Combos only seed the section — they're starting points, not locked templates. Once you've picked one, you can add, remove, and reorder the activities, and rename the suggested section name, just as you would with any section.
The thinking behind combos
Most combos follow the same underlying rhythm: open with something that presents an idea or builds connection, give people an activity to engage with, then bring the group together to discuss it — for example, Video → Drawing → Discussion. Combos bake that structure in, so you start from a proven shape rather than a blank section.

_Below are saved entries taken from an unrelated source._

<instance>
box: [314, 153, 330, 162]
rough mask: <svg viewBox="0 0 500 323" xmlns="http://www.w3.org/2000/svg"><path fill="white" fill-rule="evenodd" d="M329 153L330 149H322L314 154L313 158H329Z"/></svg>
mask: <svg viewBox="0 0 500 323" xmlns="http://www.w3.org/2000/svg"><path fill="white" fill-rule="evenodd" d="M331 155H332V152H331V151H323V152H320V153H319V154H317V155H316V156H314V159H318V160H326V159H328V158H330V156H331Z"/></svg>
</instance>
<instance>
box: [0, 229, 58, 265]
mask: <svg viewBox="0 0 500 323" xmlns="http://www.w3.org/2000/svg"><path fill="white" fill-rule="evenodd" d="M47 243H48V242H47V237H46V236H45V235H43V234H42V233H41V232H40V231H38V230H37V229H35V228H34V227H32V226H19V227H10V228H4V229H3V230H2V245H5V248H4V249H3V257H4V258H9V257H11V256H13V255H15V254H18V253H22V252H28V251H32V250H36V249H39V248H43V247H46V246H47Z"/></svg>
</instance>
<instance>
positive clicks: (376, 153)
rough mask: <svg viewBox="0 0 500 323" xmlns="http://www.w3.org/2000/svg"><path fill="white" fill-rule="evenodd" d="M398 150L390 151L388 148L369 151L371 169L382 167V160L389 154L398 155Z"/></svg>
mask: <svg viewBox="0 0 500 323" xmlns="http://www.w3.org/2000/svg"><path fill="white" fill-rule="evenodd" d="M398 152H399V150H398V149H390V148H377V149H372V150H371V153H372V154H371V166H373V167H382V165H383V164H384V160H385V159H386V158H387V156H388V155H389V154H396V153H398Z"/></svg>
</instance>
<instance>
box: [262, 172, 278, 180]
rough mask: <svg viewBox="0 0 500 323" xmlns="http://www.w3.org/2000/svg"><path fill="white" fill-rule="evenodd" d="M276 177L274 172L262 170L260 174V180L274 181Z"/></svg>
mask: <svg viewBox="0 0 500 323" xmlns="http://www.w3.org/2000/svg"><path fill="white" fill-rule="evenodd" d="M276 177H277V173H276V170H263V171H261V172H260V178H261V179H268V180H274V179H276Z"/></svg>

The combos available today
Thirteen combos ship today, roughly ordered to follow the arc of a session — open and connect, surface where the group is, introduce new material, generate and prioritise ideas, apply and practise, test understanding, then commit and close. You can build a whole experience by chaining them.
Combo | What it's for | Activities |
Connect via Drawing | Welcome the group and build positive connections through a shared drawing activity. | Video → Drawing → Discussion |
Connect via Check-in | Welcome the group, gauge immediate sentiment, and build initial connections using post-it notes. | Video → Post-it → Discussion |
Capture a Baseline | Gather baseline data or sentiment from the group before diving in. | Slideshow → Survey → Discussion |
Surface Prior Knowledge | Prime the cohort by surfacing existing knowledge, experiences, or preconceptions into a collective word cloud. | Audio → Word Cloud → Discussion |
Introduce & Explore | Introduce a new concept or framework via slides and capture initial reflections from the group. | Slideshow → Post-it → Discussion |
Ideate & Synthesize | Brainstorm and capture ideas using post-its, then vote as a group to prioritize and synthesize them. | Post-it → Vote → Discussion |
Map Opinion Distribution | Show the spread of opinions or alignments across a scale to anchor a deeper group conversation. | Slideshow → Scales → Discussion |
Share Best Practices | Provide a curated list of ideas or strategies for individuals to select, prioritize, and discuss. | Select → Discussion |
Practice & Apply Scenario | Share a real-world scenario on a slide, reflect and share individually on post-its before aligning on the best way forward. | Slideshow → Post-it → Discussion |
Execute Live Task | Prompt participants to individually complete a task outside of Makeshapes before sharing reflections and debriefing as a group. | Slideshow → Task → Discussion |
Test via Scenario | Introduce a situational video scenario and have participants use a quiz to choose the most effective path forward, then debrief as a group. | Video → Quiz → Discussion |
Test Knowledge Retention | Conclude the topic with a quick quiz to reinforce key concepts and highlight remaining knowledge gaps. | Slideshow → Quiz → Discussion |
Commit to Action | Individually reflect on key ideas, log a personal commitment note, and share intentions with the group. | Slideshow → Note → Discussion |
Every combo ends in a discussion, and most open with a media step — that's the present, interact, then discuss rhythm built in. Treat them as a head start: pick the closest shape, then make it your own.